The international community and the IAEA must act even-handedly. It is not enough to sound the alarm on so-called rogue states while existing nuclear states defy NPT requirements and are not taken to task.
Attack or threat of attack can only increase the likelihood of nuclear proliferation, as states that feel under threat may come to the conclusion that they have a ‘deterrent’ need for nuclear weapons."
Let's hope another way can yet be found, otherwise we may be writing and watching anxiously for some time to come.
Friday, 26 January 2007
Noted Iraqi scholar and peacemaker assassinated
The Church World Service has expressed its sadness at the apparently targeted killing of noted Iraqi peace and reconciliation advocate and trauma-healing specialist Dr. Alharith Abdulhameed Hassan.
Colleagues at humanitarian agency Church World Service called his death a 'tragic loss'.
Dr. Alharith, a 56-year-old Iraqi Muslim and professor of psychiatry at the University of Baghdad, was shot while travelling to work.
..... Alharith's widow wrote: "Please, my friends remember Alharith in your prayers as a man of love, who continuously called for "love, peace, forgiveness and the power of knowledge."
Thursday, 25 January 2007
... "Hundreds of thousands of Americans will march to their capital city Washington DC on Saturday 27 January. It could be the rebirth of the US peace movement. People round the world - let’s join the march with our own global internet protest! Last week, our ad told decision-makers in Congress how strong world opposition is to Bush’s escalation in Iraq."
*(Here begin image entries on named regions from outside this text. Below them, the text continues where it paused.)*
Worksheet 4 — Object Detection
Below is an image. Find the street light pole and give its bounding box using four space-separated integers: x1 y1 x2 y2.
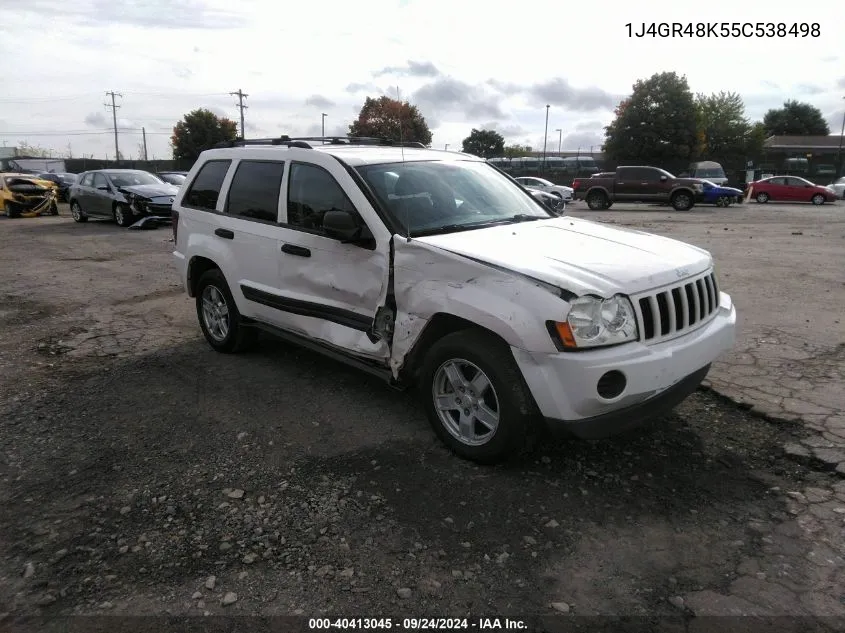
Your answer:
542 104 550 173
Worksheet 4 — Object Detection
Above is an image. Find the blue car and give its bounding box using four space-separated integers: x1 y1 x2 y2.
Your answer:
695 180 742 207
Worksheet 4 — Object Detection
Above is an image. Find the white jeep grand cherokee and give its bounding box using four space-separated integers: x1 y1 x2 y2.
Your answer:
173 137 736 463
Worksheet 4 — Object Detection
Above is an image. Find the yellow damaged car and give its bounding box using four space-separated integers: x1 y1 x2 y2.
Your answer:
0 173 59 218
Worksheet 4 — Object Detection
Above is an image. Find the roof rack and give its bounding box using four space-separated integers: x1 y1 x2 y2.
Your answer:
214 135 425 149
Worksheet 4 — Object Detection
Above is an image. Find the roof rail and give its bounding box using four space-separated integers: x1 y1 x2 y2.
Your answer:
214 135 425 149
214 136 312 149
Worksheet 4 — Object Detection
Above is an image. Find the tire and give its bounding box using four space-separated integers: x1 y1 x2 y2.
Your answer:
587 191 610 211
114 204 135 227
419 329 540 464
196 268 258 354
671 191 694 211
70 200 88 222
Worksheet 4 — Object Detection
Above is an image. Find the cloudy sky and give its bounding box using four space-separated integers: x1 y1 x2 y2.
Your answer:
0 0 845 158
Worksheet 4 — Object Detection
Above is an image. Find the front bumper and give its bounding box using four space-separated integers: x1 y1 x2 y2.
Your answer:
129 215 173 230
512 292 736 438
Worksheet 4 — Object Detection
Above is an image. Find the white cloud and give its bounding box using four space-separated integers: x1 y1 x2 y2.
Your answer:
0 0 845 157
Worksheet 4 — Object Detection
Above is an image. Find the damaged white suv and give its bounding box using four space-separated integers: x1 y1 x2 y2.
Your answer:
173 137 736 463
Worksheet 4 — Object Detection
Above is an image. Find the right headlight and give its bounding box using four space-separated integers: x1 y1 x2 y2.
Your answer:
554 295 638 350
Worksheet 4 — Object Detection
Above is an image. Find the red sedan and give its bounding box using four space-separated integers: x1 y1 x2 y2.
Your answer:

This Saturday, Avaaz supporters at the US march will carry banners and country placards announcing how many of us from each nation are joining the marching. Every signature will be counted on the banners! Let’s raise a global voice for a real plan to end this war. Let’s make those numbers big. Time is short. Join the global peace march and tell your friends today!"
... consider yourselves told!
Also added a page advertising the conference we're putting on in March on Tackling Racism: Building Peace. This should be a very stimulating event - please register if you're planning to attend and pass the information onto others.
Wednesday, 24 January 2007
Changemakers is an initiative of Ashoka: Innovators for the Public that focuses on the rapidly growing world of social innovation. It provides solutions and resources needed to help everyone become a changemaker and presents compelling stories that explore the fundamental principles of successful social innovation around the world.
The competition is entitled : Entrepreneuring Peace On-the-ground innovations for managing conflict
A matrix of peace building has been set up as the entries (158 to date) have been coming in and voting for three prize winners will be possible online from 31 January to 14 February. The matrix itself makes interesting reading, with much food for thought about how peace can be built.